Identifiers can now contain non-ascii characters. All valid identifier characters in Unicode as defined in UAX #31 can now be used. That includes characters from many different scripts and languages, but does not include emoji.

For example:

const BLÅHAJ: &str = "🦈";

struct 人 {
    名字: String,
}

let α = 1;

The compiler will warn about potentially confusing situations involving different scripts. For example, using identifiers that look very similar will result in a warning.

warning: identifier pair considered confusable between `s` and `s`

HEAD branch name support in Cargo

Cargo no longer assumes the default HEAD of git repositories is named master. This means you no longer need to specify branch = "main" for git dependencies from a repository where the default branch is called main.

Incremental Compilation remains off by default

As previously discussed on the blog post for version 1.52.1, incremental compilation has been turned off by default on the stable Rust release channel.
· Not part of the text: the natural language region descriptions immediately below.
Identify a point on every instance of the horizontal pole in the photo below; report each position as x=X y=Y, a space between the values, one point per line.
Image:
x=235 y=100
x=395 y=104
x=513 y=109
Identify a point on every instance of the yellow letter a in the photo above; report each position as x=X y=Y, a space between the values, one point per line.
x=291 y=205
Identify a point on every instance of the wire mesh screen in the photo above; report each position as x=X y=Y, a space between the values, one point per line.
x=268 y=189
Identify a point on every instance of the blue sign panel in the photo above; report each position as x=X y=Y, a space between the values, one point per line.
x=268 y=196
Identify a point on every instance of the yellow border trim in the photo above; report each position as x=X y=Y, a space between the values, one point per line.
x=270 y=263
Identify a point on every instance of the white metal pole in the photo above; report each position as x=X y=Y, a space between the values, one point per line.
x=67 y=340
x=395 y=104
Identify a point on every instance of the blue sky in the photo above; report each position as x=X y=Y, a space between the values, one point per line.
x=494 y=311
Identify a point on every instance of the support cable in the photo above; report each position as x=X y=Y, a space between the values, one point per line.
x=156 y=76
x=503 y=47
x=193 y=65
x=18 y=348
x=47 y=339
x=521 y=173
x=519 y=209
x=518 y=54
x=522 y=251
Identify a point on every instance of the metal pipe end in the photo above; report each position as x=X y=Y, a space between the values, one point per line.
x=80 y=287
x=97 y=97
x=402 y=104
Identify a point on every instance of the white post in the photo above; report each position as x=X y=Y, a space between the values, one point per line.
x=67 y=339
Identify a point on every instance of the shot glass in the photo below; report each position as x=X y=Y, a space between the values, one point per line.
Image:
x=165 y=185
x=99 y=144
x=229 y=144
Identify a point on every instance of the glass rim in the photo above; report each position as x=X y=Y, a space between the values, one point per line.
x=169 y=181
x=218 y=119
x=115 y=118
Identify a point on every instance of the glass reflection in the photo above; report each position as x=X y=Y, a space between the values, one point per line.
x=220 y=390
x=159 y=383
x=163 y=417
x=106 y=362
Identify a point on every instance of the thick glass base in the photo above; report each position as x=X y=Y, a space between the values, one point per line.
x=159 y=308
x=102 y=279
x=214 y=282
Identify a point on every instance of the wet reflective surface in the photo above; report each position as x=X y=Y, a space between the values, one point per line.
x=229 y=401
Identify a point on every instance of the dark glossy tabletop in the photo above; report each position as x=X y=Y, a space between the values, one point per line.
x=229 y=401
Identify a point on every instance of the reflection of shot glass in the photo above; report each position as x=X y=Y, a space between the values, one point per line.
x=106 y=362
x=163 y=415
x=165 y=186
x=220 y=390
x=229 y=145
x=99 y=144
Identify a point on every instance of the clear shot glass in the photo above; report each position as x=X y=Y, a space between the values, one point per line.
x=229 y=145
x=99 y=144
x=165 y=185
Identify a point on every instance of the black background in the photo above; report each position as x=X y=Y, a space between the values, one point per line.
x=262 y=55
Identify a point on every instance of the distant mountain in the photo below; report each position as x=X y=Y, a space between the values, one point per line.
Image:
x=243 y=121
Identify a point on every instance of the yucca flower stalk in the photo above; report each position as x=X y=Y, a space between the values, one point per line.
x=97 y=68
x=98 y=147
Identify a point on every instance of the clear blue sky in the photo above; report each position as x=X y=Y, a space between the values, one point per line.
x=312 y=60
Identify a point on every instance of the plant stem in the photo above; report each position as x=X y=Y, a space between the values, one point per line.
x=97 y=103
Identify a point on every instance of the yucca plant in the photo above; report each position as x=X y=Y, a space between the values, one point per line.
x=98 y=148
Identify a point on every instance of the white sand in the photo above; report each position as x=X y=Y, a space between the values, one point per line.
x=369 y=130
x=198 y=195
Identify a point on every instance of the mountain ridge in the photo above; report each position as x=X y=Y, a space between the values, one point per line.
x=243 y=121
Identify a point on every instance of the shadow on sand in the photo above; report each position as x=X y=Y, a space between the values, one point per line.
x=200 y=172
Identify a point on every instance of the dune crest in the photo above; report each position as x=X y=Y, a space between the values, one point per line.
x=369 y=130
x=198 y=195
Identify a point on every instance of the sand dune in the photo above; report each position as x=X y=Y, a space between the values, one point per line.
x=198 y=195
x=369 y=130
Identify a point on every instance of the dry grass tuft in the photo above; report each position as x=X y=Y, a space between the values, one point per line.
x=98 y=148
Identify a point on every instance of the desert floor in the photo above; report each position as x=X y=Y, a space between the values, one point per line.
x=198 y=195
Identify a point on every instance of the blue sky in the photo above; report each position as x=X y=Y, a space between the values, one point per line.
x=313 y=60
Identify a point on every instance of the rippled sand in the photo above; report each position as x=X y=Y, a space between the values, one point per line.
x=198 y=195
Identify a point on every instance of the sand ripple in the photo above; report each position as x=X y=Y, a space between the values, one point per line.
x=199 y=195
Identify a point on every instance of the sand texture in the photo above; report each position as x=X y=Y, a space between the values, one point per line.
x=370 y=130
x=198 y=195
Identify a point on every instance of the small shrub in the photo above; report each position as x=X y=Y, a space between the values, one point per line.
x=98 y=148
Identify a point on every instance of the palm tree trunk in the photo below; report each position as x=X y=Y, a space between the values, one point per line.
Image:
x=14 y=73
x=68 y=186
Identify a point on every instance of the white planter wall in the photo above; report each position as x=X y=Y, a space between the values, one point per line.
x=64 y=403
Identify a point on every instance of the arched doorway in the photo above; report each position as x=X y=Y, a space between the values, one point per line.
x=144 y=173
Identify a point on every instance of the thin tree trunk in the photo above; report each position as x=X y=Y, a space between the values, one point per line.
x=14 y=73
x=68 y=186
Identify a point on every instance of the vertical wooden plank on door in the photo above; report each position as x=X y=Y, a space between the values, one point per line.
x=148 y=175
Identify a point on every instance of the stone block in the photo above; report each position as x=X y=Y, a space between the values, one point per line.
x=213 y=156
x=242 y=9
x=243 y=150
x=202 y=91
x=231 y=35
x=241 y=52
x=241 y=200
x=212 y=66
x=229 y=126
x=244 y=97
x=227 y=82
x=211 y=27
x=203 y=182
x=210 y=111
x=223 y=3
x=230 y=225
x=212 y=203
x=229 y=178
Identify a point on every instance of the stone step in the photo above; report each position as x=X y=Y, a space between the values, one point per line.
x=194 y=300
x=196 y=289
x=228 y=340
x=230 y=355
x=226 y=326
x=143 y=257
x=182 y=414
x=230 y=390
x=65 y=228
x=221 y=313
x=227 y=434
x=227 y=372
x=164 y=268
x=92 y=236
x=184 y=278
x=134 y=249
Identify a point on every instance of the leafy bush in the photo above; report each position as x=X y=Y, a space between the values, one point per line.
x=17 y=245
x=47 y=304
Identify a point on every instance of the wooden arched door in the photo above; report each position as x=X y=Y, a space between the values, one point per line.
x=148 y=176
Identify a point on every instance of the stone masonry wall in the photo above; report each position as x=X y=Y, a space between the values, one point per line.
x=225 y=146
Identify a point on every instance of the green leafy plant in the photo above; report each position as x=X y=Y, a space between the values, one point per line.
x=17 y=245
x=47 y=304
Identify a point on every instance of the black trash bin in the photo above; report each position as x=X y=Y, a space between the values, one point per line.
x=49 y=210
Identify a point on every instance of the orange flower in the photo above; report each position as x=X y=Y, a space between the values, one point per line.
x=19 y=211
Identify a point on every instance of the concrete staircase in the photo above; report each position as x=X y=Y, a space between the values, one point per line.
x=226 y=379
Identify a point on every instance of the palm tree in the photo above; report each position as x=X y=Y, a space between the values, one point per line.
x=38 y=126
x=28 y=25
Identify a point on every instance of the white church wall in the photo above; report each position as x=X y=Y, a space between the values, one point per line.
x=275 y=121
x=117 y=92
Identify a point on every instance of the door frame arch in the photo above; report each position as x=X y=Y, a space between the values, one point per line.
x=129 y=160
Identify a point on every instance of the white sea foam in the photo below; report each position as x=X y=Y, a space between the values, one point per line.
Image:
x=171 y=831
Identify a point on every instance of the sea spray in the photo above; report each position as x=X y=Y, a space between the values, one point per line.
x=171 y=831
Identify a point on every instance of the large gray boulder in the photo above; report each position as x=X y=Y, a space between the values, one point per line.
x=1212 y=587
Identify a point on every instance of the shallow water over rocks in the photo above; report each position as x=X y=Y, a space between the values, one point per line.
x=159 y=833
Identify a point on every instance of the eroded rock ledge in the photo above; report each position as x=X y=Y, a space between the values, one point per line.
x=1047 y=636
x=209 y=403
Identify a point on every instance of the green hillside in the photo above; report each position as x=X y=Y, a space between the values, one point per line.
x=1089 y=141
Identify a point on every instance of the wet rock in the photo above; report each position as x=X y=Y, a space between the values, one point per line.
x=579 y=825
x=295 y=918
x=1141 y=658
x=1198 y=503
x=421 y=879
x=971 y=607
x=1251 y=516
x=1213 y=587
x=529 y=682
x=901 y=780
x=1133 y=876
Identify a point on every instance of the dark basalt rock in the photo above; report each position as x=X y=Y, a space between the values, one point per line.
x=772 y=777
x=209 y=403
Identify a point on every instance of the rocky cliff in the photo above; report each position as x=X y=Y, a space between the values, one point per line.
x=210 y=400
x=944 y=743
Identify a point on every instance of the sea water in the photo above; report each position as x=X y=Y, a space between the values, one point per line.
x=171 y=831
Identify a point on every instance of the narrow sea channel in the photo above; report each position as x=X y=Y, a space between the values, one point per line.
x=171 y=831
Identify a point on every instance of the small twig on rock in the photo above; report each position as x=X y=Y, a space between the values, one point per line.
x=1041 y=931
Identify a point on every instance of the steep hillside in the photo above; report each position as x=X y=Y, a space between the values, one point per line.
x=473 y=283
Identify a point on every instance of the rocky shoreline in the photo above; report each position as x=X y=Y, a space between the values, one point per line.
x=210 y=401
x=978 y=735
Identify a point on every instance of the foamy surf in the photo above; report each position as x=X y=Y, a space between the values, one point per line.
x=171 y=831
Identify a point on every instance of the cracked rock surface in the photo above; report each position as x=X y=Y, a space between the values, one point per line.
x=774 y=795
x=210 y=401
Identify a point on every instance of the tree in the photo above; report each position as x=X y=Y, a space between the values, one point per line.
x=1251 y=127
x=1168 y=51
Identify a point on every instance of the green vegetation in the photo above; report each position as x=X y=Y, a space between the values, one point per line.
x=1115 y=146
The feature remains available on the beta and nightly release channels. For the 1.53.0 stable release, the method for reenabling incremental is unchanged from 1.52.1.

Stabilized APIs

The following methods and trait implementations were stabilized.

Other changes

There are other changes in the Rust 1.53.0 release: check out what changed in Rust, Cargo, and Clippy.

Contributors to 1.53.0

Many people came together to create Rust 1.53.0. We couldn't have done it without all of you. Thanks!